El doctor Fell aspiró profundamente. Su expresión seguía grave, y su rostro estaba tan congestionado, que nadie dijo una palabra.

—Repito —continuó— que interrogué al conductor. Obtener información de este hombre fue más difícil que arrancarle una muela. Pero por lo menos me proporcionó un dato. Dice que este lugar está embrujado…

Colin lo interrumpió con un gruñido de impaciencia, pero el doctor Fell lo hizo callar con un gesto.

—Y ahora afirma que está en condiciones de probar lo que dice —agregó.

—¿Cómo?

—Anoche, después de haberse instalado para pasar la noche en Inveraray, Swan le pidió que lo condujese nuevamente aquí. Swan quería intentar por segunda vez obtener una entrevista con Miss Elspat Campbell. Ahora veamos si mis datos geográficos son correctos. La carretera a Inveraray corre paralelamente a la parte trasera de la casa, ¿no es verdad?

—Sí.

—Y la puerta principal da al lago, como vemos.
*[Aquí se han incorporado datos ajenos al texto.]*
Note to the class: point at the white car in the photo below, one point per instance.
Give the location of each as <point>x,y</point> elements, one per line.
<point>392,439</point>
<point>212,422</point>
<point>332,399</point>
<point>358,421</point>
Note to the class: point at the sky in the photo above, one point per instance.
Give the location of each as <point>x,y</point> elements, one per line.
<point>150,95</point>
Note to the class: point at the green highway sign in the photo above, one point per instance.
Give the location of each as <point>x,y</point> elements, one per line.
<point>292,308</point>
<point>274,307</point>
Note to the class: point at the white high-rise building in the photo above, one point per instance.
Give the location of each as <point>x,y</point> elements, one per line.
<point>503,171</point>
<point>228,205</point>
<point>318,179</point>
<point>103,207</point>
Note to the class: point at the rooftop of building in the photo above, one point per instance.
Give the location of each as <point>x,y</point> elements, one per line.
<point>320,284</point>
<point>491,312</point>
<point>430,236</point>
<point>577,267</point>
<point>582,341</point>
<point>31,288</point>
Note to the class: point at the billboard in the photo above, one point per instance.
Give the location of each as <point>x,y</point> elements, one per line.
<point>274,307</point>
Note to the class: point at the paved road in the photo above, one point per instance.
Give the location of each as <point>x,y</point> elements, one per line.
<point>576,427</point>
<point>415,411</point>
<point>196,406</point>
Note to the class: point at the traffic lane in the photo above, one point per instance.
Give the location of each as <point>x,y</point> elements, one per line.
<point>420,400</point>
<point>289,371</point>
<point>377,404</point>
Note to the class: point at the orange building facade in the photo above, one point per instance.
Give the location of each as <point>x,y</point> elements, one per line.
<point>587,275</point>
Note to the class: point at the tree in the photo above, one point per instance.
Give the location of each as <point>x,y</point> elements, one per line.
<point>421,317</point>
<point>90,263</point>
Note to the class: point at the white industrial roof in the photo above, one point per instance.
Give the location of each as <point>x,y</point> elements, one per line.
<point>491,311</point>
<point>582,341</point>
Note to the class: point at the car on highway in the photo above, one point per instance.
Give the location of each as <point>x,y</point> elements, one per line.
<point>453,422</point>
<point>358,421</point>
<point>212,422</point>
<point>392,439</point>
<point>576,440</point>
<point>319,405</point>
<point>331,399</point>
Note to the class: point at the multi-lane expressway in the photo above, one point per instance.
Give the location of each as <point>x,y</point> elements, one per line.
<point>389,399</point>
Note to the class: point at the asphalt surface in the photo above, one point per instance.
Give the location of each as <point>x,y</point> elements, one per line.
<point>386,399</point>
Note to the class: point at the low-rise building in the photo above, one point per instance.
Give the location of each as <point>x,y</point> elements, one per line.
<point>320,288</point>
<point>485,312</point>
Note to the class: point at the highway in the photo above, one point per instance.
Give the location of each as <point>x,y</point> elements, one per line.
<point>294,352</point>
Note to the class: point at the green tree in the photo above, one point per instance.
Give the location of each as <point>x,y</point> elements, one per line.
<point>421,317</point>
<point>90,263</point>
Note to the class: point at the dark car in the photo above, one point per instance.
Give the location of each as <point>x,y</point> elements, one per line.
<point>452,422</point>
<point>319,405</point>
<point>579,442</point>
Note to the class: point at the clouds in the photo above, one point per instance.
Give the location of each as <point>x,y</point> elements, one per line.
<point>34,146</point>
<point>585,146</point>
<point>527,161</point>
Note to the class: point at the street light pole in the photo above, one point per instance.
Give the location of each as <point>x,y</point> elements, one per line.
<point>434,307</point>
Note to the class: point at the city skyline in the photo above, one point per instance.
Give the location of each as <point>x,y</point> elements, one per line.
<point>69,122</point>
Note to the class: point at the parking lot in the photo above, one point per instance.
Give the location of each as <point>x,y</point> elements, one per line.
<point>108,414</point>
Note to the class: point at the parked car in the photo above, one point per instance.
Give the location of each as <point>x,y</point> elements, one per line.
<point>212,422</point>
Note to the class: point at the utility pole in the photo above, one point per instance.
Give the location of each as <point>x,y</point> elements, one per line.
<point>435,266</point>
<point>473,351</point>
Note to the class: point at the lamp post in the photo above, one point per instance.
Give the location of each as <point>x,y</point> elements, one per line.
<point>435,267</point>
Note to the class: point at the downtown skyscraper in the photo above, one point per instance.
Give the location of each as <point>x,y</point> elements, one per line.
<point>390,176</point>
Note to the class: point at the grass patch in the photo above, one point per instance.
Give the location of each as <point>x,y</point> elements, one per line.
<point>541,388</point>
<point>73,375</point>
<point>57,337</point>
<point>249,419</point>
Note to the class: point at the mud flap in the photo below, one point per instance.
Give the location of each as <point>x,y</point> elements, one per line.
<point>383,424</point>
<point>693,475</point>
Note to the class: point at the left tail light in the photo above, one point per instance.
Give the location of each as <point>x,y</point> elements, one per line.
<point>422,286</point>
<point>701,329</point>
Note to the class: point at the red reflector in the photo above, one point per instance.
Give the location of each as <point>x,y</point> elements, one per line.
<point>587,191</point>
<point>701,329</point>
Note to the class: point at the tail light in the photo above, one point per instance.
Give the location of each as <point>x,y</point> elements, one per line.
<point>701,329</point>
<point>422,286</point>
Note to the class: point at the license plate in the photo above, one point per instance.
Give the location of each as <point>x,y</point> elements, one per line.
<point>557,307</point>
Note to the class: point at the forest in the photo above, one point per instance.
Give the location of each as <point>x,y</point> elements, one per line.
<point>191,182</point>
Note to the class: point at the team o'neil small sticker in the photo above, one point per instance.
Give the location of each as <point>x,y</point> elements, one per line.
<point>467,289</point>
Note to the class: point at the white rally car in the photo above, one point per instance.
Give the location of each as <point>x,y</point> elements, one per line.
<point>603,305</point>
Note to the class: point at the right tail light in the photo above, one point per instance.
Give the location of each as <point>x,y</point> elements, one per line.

Swan dijo al conductor que diese la vuelta a la casa, a pie, y golpease la puerta, en calidad de emisario, mientras él permanecía en la parte trasera. Así lo hizo el conductor. Recuerden que había luna llena.

—¿Pues bien?

—Iba a golpear la puerta cuando por casualidad levantó la vista hacia la ventana del último piso de la torre. Entonces vio que había alguien, o algo, en la ventana.

—¡Pero es imposible! —exclamó Kathryn—. Nosotros estábamos…

El doctor Fell estudió sus manos, que tenía siempre dobladas sobre el puño de su bastón. Levantó los ojos.

—Fleming —dijo— jura haber visto a alguien que vestía el traje típico escocés, con la mitad del rostro destrozado, y que miraba en su dirección.